Having some kind of power — any kind of power, real or imaginary — at least made me feel like I was in control of something, since I had to cede so much of it over to doctors and bow down to a regimented treatment schedule.


But perhaps the best use of my newfound “power” was with the radiation oncology department at the hospital where I was being treated.


(In order to protect the innocent, and those who suffered from the venom spewing from my big mouth, I will keep said medical institution anonymous.)


Now, mind you, before all this happened I was a pretty meek individual. I wouldn’t so much as raise my voice if Starbucks made me a latte with only two espresso shots instead of my usual four. My middle name should have been Doormat.


But I had just about enough of these people.


Trying to schedule my radiation treatments was like applying for a security clearance to the CIA. It’s not that hard, I thought, to block out 15 minutes, five days a week for zapping.


Apparently it was.


I work nights, but apparently this sentence: “I can’t have treatments at night because I work until 10 p.m.” totally confused these people.


“OK, great!” they said. “You’re scheduled to have treatments five nights a week at 7:30.”

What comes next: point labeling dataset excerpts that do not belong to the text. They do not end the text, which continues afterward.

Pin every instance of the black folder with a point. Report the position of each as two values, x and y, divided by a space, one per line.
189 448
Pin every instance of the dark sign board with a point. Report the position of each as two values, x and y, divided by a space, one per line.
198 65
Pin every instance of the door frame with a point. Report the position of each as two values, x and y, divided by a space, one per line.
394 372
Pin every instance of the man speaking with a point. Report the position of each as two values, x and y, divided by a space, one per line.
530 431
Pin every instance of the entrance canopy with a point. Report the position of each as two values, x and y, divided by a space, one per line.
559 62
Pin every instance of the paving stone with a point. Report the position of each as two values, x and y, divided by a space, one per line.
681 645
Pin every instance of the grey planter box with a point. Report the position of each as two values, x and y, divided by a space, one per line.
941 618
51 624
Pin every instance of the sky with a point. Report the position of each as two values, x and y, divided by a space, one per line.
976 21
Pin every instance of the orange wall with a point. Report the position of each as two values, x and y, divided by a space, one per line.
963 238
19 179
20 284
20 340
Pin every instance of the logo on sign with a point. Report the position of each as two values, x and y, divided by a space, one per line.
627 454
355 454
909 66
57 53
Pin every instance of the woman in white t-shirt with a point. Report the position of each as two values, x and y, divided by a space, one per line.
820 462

How could I possibly have lost you?


But they wouldn’t and couldn’t understand. They kept giving me appointments at night, which I kept refusing to take. Since when does anyone in the medical profession not understand working second shift?


Apparently they did.


I continued to fight — not the disease, but the ineptitude of these schedulers and the radiation oncology staff. Doormat no more, I contacted the hospital’s patient relations department and left a detailed message as to what happened.


I threatened to go to the head of the department. I chewed out my radiation/oncology doctor to the point where she rushed out of the room so she wouldn’t have to deal with me, and then I yelled at her nurse and almost made her cry.


I have to say, it was a nice, sadistic switch to make them feel bad and push them to tears after all the crying I had done since my diagnosis.


But eventually, the staff actually listened and my complaint was heard. I kind of got the time I needed at 7 a.m., but the damage was done. It got to the point where every little stink-eye from the radiology techs to the receptionist had me on the phone with patient relations. I think at one point they stopped returning my calls, and I went to my treatments wearing a veil of paranoia.


My temper had gotten the best of me, and now I was worried that they’d sabotage my treatments or make me wait on purpose.


Until, that is, one of the techs apologized for snapping at me the day before — after I had snapped at her first.


And then I started to bond with another tech who noticed that I had lost a little bit of weight after I gave up sugar.


And before I knew it, the 33 days were over and I didn’t have to worry about getting the stink-eye from pissed off radiology techs anymore.


But I still give that place the finger every time I drive by.